Voice

Voice turns Agentcy into a spoken interface. You speak; STT transcribes; the agent loop runs; TTS synthesizes a reply; everything streams over WebRTC or a long-lived WebSocket.

Feature-gated behind AGENTCY_FEATURES_VOICE=true. Route group: /api/v1/voice/*.

Providers

Role	Provider	Default?
STT	Deepgram Nova-2	yes
STT	Google Cloud	—
STT	Azure	—
TTS	ElevenLabs	yes
TTS	Deepgram Aura	—
TTS	Azure	—

Pick via env:

env

AGENTCY_FEATURES_VOICE=true
VOICE_STT_PROVIDER=deepgram
VOICE_TTS_PROVIDER=elevenlabs
DEEPGRAM_API_KEY=…
ELEVENLABS_API_KEY=…
ELEVENLABS_VOICE_ID=EXAVITQu4vr4xnSDxMaL

Start a session

bash

curl -X POST http://localhost:8080/api/v1/voice/sessions \
  -H "authorization: Bearer $TOKEN" -H 'content-type: application/json' \
  -d '{
    "realm":"infrastructure",
    "voice_id":"EXAVITQu4vr4xnSDxMaL",
    "audio":{
      "sample_rate": 24000,
      "vad":         true,
      "noise_suppression": true
    },
    "limits":{"max_duration_secs": 1800}
  }'

Response:

json

{
  "session_id":"vs_01HABC…",
  "ws_url":"wss://your-agentcy/voice/sessions/vs_…/ws?token=…"
}

Connect the browser to ws_url and send audio frames (PCM16LE at the declared sample rate). Received frames are TTS audio; you play them back.

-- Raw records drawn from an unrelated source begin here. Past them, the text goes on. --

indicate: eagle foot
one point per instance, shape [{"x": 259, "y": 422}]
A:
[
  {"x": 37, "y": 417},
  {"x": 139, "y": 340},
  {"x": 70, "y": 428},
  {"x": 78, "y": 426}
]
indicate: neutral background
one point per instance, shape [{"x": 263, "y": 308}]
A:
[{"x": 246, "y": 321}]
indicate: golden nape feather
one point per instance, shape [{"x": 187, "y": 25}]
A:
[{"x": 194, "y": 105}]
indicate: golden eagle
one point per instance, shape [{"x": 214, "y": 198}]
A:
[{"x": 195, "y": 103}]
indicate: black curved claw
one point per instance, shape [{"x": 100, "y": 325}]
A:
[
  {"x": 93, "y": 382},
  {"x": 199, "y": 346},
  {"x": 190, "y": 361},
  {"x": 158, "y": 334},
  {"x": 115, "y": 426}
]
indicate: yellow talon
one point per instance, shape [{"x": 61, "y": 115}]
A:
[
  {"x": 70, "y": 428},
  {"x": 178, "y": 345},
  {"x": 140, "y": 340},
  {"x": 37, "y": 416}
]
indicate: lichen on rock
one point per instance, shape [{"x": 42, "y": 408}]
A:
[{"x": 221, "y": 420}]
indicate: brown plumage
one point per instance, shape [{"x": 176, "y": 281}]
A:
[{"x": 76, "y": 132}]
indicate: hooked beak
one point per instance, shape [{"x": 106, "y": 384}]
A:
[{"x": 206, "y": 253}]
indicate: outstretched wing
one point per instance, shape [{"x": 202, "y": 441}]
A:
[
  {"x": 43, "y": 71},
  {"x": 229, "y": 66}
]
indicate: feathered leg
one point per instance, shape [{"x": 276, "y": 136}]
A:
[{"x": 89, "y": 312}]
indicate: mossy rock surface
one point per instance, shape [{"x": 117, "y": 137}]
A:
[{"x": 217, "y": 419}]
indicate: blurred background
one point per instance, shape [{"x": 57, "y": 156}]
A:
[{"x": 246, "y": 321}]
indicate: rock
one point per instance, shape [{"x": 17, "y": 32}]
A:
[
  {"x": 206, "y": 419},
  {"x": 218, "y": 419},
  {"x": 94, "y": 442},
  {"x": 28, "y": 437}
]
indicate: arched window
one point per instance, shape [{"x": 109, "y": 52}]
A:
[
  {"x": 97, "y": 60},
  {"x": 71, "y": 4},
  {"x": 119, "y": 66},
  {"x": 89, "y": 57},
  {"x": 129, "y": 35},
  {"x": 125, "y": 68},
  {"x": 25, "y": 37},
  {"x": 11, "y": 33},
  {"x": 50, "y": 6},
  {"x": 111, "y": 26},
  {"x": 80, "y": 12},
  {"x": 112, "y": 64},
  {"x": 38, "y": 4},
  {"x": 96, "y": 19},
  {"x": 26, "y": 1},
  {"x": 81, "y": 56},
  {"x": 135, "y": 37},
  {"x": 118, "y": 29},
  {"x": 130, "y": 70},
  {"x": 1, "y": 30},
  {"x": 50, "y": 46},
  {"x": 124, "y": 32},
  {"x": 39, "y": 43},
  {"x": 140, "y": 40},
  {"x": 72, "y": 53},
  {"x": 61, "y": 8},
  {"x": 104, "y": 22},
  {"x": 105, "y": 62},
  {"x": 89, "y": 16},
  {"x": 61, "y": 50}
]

The browser stack in frontend/lib/voice/ implements the full client — use that as the reference implementation.

Message model

Voice inherits the chat agent loop. Every turn:

User audio → STT partials → interim transcript shown in the UI.
VAD detects end-of-utterance → finalize transcript.
Transcript goes to the agent loop like a regular chat message.
Agent response content deltas → TTS → audio frames back.
Tool calls and approvals: raised as banners in the UI; speech pauses until resolved.

Interruptions (barge-in)

When the agent is speaking and the user starts speaking again:

VAD fires on user-start.
Client sends interrupt frame.
Server cancels in-flight TTS, waits for user utterance, processes it.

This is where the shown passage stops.